SAT Test Tips for AnxietyProper practice and preparation (are we beginning to sound like a broken record yet?) will most definitely help you overcome your SAT test anxiety. Practice with actual SAT questions from previous exams and knowledge of SAT preparation and test-taking strategies (we will help with these!) will certainly go a long way towards controlling your anxieties.
Knowledge is power
Many students suffer SAT test anxiety simply because they do not understand the test and its true purpose. Quite simply, the test is administered so colleges can have a way to compare all of their applicants against each other.
Because the test, unfortunately, would not be as meaningful if it were easy and everyone scored very highly, and therefore remained undifferentiated, the test makers deliberately make it very difficult and place challenging time constraints on you, the test taker.
The college admissions equation
A common misconception about the SAT is that it is the only item in your college application that the admissions committees care about. While we do not want to discourage you from taking the SAT seriously, the fact remains that the admissions committees view the SAT as only one of a number of important factors in your candidacy.
Even if you score below the lowest quartile for your first-choice college or university, you still may get accepted if you charm the admissions committees with your extracurricular activities, letters of reference, transcripts, etc. You are taking the SAT because you want to get into college, right? (Seriously consider having yourself committed if you answer this rhetorical question with a “no”!)
Most of you, have become accustomed to a grading scale where 90% is barely an “A”. If you get 90% of the SAT questions correct, you’re probably staring at a score in the neighborhood of 1500! If you are a 1500 SAT score student, then 90% on a “regular” test is probably absurdly low for you.
Getting 60% of the questions correct likely gives you a score in the vicinity of 1000, which is still above the national average.

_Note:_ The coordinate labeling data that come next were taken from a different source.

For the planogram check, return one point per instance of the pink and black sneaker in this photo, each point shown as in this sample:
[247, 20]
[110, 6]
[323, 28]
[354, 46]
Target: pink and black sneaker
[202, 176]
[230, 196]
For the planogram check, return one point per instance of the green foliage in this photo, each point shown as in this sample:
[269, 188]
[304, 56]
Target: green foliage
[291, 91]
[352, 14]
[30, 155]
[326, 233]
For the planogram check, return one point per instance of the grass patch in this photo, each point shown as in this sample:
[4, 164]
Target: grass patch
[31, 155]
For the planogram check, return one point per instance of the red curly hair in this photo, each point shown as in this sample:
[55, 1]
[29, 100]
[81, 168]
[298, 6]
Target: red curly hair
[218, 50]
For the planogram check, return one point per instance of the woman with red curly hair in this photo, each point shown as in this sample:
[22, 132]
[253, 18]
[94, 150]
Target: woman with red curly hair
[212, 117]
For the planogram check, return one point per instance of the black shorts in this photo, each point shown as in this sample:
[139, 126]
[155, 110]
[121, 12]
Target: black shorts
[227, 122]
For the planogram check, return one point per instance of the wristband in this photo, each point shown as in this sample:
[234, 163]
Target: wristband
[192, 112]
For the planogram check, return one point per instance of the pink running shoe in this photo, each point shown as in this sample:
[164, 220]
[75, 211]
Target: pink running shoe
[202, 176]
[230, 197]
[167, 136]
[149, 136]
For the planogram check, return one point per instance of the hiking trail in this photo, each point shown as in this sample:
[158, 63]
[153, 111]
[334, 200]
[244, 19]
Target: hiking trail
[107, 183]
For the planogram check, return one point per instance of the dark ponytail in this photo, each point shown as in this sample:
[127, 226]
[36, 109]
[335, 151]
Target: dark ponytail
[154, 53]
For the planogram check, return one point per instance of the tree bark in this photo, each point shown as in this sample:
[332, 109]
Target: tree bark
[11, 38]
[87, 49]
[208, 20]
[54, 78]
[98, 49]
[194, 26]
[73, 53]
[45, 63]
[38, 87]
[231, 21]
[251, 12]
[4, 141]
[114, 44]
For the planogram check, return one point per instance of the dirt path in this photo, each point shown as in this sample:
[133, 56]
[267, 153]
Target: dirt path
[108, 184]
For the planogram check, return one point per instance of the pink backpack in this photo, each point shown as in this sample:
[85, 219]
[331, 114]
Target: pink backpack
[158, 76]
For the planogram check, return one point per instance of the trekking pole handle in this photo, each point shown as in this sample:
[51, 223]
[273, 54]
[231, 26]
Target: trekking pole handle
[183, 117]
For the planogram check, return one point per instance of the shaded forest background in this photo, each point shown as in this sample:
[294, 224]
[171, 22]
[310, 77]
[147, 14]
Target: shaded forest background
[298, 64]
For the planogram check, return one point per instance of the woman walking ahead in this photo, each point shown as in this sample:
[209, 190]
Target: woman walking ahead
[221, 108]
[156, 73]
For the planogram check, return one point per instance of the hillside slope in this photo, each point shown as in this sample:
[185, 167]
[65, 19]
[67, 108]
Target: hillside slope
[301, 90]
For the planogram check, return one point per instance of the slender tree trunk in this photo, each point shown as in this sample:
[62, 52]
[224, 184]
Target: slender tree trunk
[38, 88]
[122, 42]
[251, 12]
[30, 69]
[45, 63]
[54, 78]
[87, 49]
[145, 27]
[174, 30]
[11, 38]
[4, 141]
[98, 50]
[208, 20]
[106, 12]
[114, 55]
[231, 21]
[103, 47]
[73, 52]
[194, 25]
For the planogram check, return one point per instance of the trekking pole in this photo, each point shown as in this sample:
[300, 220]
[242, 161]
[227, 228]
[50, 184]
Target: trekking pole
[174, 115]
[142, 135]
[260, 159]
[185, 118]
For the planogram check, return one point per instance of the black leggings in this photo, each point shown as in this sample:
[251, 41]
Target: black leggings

What’s our point? (Yes, we do have one.) Don’t start sweating when you quickly realize that this exam is a bit more difficult than the ones you have seen before in your classes. And realize that you can still get a very good score even if you are guessing at far more questions than you ever did on any of your teacher’s tests.
The testing environment and your proctologist proctor
Many students we have talked to reported anxiety over the whole “arrangement” of the test, i.e. they are told when they can take it, where they can take it, etc. Then, they are told where to sit, when to begin, when to end, when they may visit the restroom, and what they can and can not do during the test.
We must accept the fact that the SAT has a quasi-monopoly on college admissions testing. Unfortunately, there is no way around this. In terms of the proctor, keep in mind they must appear to be authoritative so they can maintain control over the testing.
Everyone else in the room is feeling the same anxiety we just described here, so controlling your anxiety can only be an advantage for you.
Visualization and simulation
It is worth repeating again here. Adequate preparation will help you control your anxiety. If you are still concerned about your nerves, you may want to try a powerful technique often used by athletes but equally applicable to the SAT test — visualization.
Visualize yourself taking the test. Try to develop a picture of how you will work through your problems. As simple as this sounds, this technique has worked for SAT students in the past.
Professional help is available!
If anxiety is truly debilitating for you, there is professional help available. Please don’t just throw your hands up in the air and give up. In addition to some good test prep companies that specialize in test anxiety, there are also some psychologists that can gear their anxiety sessions for standardized tests.